Gracias a unos documentos, que me ha proporcionado
amablemente el historiador durangués Jon Irazabal Agirre, sabemos
que el 24 de julio de 1936 un millonario norteamericano hasta hoy
desconocido, William Taylor Middleton, recibió la visita en su casa
parisina, en el Quai d’Orléans, detrás de Notre Dame, del comandante Antonio
Barroso. Este agregado militar acababa de pasarse a los sublevados y
denunciado a la prensa derechista francesa la petición de armas hecha el 19 por
el presidente Giral. Barroso pidió a Middleton que, dada la
labilidad de la situación militar, convenía que se dirigiera inmediatamente a
Alemania para hablar con Joachim von Ribbentrop, entonces consejero
aúlico de asuntos exteriores de Hitler, y le recordase el envío de
la “ayuda prometida”.
Middleton era un personaje poco recomendable. Tenía, sin
embargo, una cualidad inestimable. Él y la madre de Baldur von Schirach,
jefe de las Juventudes hitlerianas, compartían un antepasado común,
signatario de la declaración de Independencia de Estados Unidos. Cabe pensar
que en alguno de sus viajes a Berlín, Middleton, casado con una dama
francesa aún más reaccionaria que él, pudo a través de su lejana pariente
conocer a von Ribbentrop.
Está por determinar a quién se prometió la ayuda
nazi. Mola no pudo ignorar el viaje de Sanjurjo, de la misma forma que
tampoco pudo desconocer –dados sus frecuentes contactos con Juan March en
Biarritz y los que mantenía con el círculo en torno a Kindelán- la
negociación con los italianos, lubricada por el dinero del banquero.
En ambos casos, con mayor fortuna (Italia) y con ninguna
(Alemania), es obvio que los conspiradores militares y civiles apuntaban hacia
las potencias fascistas. Ocurrió, sin embargo, lo inesperado: Sanjurjo pereció
en accidente y Franco, desde Tetuán, echó mano de un avión postal
alemán, envió una minimisión a Berlín y esta, por los vericuetos del partido
nazi, llegó a Hitler en cuestión de 24 horas. Al día siguiente de la visita de
Barroso a Middleton, el Führer decidió ayudar a Franco. Cuando Mola
envió otros mensajeros a Berlín la suerte ya estaba echada.

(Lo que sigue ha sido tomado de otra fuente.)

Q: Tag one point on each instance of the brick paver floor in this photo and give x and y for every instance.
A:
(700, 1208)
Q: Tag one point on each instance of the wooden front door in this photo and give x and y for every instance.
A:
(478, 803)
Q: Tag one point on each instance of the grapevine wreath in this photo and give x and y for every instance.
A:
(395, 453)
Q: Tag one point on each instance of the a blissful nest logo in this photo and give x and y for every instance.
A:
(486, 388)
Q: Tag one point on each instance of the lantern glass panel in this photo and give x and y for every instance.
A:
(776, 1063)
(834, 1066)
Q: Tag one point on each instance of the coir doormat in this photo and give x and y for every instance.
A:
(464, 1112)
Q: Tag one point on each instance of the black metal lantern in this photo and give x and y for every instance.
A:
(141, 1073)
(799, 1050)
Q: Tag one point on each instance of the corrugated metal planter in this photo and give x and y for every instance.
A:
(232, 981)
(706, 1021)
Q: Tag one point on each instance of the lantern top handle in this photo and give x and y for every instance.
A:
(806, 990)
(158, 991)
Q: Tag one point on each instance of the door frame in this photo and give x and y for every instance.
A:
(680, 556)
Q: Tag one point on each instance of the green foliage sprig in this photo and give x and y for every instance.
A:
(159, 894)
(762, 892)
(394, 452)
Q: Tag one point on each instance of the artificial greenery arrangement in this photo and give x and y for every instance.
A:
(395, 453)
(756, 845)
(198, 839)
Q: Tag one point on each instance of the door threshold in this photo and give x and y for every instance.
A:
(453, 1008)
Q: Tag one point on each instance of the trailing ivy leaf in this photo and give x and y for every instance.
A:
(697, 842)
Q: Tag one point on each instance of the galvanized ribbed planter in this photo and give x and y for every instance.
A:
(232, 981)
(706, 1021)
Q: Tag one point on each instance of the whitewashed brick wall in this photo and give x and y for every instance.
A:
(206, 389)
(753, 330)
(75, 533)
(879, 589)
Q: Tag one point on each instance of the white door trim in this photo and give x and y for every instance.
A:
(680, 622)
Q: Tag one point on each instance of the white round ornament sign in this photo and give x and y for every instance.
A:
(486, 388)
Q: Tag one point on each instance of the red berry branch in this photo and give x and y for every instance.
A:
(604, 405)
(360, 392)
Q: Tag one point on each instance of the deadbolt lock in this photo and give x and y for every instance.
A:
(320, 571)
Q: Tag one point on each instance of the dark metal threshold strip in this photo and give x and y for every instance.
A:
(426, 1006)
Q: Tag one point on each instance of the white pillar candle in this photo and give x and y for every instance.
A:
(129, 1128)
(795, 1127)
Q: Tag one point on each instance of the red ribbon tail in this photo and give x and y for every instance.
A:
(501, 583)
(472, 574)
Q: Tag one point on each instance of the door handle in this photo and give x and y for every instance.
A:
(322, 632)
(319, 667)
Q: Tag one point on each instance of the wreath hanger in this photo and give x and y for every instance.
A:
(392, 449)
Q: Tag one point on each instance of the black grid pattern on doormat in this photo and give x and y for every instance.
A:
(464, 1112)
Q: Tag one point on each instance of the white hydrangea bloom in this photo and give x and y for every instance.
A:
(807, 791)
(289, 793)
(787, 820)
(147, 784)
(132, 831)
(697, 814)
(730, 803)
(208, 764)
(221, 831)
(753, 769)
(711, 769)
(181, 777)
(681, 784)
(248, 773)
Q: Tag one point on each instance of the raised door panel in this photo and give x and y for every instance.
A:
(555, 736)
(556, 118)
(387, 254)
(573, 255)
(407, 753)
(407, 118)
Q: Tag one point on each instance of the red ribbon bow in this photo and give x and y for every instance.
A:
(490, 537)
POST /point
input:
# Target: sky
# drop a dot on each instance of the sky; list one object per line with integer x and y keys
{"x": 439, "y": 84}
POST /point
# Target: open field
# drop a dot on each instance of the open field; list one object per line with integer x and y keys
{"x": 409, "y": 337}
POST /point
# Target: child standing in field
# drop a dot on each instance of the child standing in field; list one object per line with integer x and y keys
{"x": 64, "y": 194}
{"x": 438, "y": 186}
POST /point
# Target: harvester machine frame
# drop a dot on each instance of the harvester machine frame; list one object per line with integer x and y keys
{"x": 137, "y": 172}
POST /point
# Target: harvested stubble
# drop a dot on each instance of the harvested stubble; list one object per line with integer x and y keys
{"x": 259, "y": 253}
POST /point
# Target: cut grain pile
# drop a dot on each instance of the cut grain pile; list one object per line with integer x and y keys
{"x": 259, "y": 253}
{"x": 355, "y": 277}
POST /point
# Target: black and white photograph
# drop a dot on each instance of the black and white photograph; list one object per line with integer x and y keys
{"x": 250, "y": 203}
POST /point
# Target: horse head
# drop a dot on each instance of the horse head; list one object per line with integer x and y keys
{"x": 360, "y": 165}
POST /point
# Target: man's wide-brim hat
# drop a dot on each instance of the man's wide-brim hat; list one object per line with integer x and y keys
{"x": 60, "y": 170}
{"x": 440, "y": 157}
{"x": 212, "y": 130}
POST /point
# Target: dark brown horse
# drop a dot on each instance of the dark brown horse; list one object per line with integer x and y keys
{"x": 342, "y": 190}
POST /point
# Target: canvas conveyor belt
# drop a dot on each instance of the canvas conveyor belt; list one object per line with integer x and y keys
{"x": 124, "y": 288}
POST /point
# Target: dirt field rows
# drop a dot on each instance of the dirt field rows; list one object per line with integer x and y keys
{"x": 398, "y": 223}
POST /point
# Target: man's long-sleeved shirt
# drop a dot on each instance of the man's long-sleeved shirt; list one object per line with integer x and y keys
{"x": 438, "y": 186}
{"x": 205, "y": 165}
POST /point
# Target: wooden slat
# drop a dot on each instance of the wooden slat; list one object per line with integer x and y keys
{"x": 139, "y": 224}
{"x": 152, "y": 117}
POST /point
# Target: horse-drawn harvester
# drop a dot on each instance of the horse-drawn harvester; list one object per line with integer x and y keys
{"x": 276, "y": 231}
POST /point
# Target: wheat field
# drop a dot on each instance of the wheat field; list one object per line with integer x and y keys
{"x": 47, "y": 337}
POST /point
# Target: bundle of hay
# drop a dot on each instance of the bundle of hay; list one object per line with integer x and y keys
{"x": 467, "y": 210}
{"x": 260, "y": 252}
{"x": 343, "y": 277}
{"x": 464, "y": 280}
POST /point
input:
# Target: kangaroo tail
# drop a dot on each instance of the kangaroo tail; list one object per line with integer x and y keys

Los contactos con fascistas y nazis permiten plantear quiénes
eran los enemigos de la República y quiénes internacionalizaron los
acontecimientos que iban a producirse. Permiten reinterpretar las aportaciones
monárquicas a la preparación de la sublevación. Permiten presentar los alegatos
sobre los presuntos designios bolcheviques como un mero ejercicio de proyección
y, no en último término, permiten iluminar al protomártir como una suerte de
conde Don Julián de la España del siglo XX. No en la acepción
de Goytisolo.
Personalmente me encantaría que o bien Stanley G.
Payne, historiador tan querido de nuestras derechas, o alguno de sus
seguidores aportasen evidencia primaria relevante de época que echase por la
borda lo que lleva a una relectura radical del 18 de julio.
*Ángel Viñas es uno de los coautores
de Los mitos del 18 de julio (Crítica), coordinado
por Francisco Sánchez Pérez, y autor de Las
armas y el oro, de publicación en septiembre (Pasado&Presente).